Etwas länger schon besteht der Kontakt zu Julian Quistorff. Der 20-jährige Stürmer erzielte zuletzt vier Tore in 23 Partien für den VfB Lübeck II in der Oberliga Schleswig-Holstein. Nach Delmenhorst gezogen ist Quistorff bereits, denn er beginnt eine Ausbildung bei den Stadtwerken. Da würde es für ihn perfekt passen, wenn er in seiner neuen Heimat weiterhin in der Oberliga spielen könnte. Zweimal trainierte Quistorff in der vergangenen Spielzeit schon mit, nun wollen ihn die Atlas-Verantwortlichen noch einmal genau unter die Lupe nehmen. Dass er zum SVA wechselt, sei denkbar, sagte Fuhrken.
Mit Rami Kanjo vom Landesliga-Absteiger SV Hansa Friesoythe trainiert ein weiterer Angreifer zur Probe mit. Der 23-Jährige traf in der abgelaufenen Serie fünfmal in 23 Spielen und sammelte auch schon Oberliga-Erfahrung. Sogar aus der vierten Liga kommt Gastspieler Mohammed Sultani vom SSV Jeddeloh. Der 20-jährige Linksverteidiger bestritt 14 Partien und traf dabei einmal für den Regionalligisten. Bei allen vier Gastspielern sei es möglich, dass Atlas sie fest verpflichte, betonte Fuhrken.
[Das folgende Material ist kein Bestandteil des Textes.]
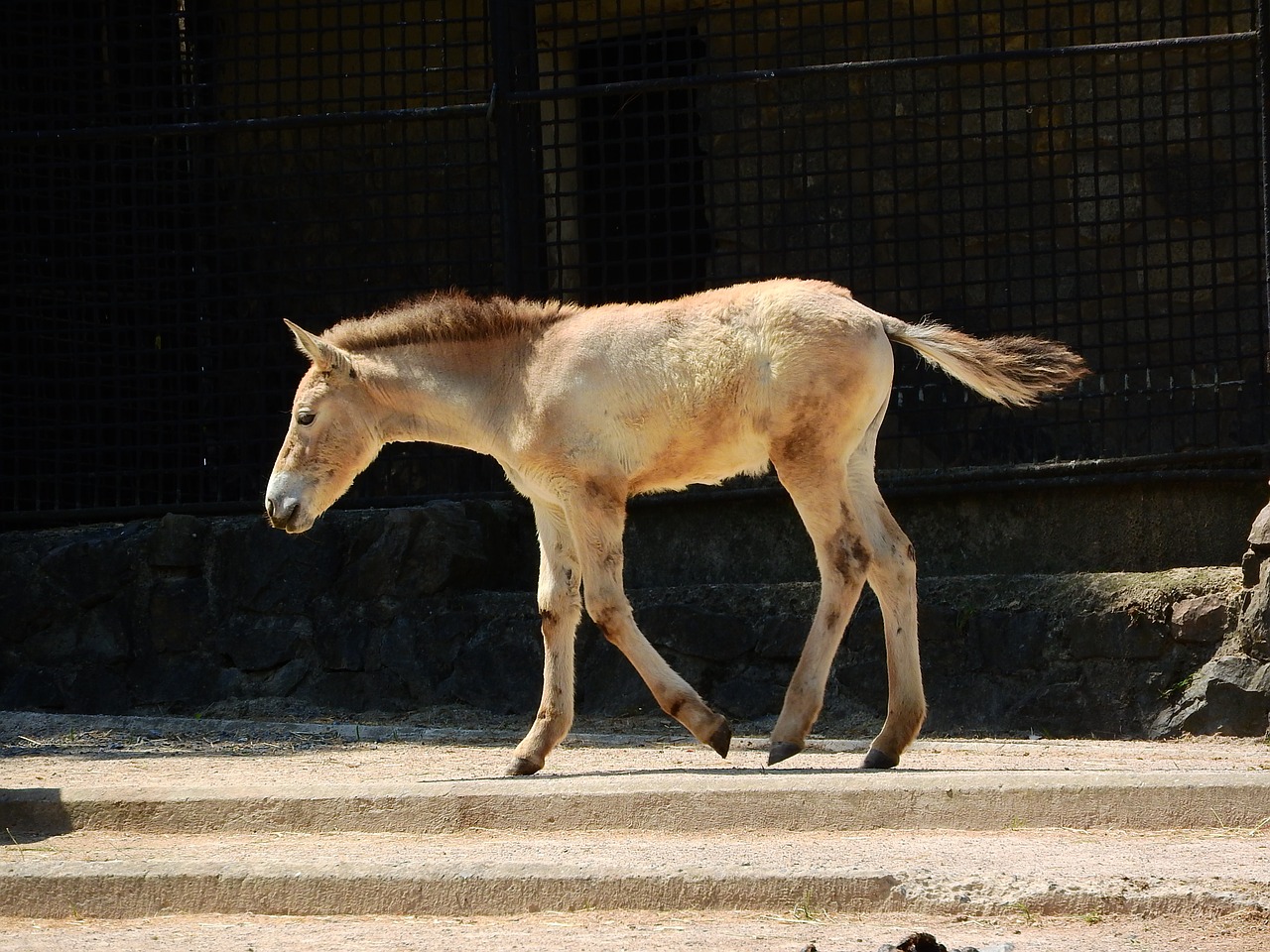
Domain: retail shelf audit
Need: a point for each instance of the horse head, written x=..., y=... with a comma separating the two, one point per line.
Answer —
x=333, y=435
Mats Kaiser wurde am Rande der ersten Einheit als Atlas-Zugang vorgestellt.
Die Personalplanung: Sieben Zugänge hat Atlas in diesem Sommer bereits geholt, am Rande des Trainingsauftaktes wurde mit Mats Kaiser ein potenzieller Führungsspieler für das zentrale Mittelfeld präsentiert (wir berichteten). Drei bis vier weitere Neuverpflichtungen sollen laut Fuhrken noch dazukommen. Der Fokus liege auf der Offensive, denn für den Defensivbereich seien bereits mehrere Spieler geholt worden. Gut möglich, dass es noch dauert, bis der Kader komplett ist. "Momentan ist der Markt schwierig, viele Spieler schielen noch auf die Regionalliga. Daher kann sich das alles etwas hinziehen", erklärte Fuhrken.
Einen richtigen Unterbau gibt es bei Atlas nicht mehr, nachdem sich die bisherige zweite Mannschaft auflöste. Daher soll der Oberliga-Kader auf mindestens 25 Akteure vergrößert werden. "Wir müssen auf eine mögliche Verletztenmisere vorbereitet sein. Wenn alle fit sind, sitzen natürlich mehr Spieler auf der Tribüne, aber dadurch wird der Konkurrenzkampf angeheizt", sagte der neue Sportliche Leiter Stephan Ehlers. Wichtig sei es dabei, mit jedem Akteur offen über dessen Rolle im Team zu sprechen.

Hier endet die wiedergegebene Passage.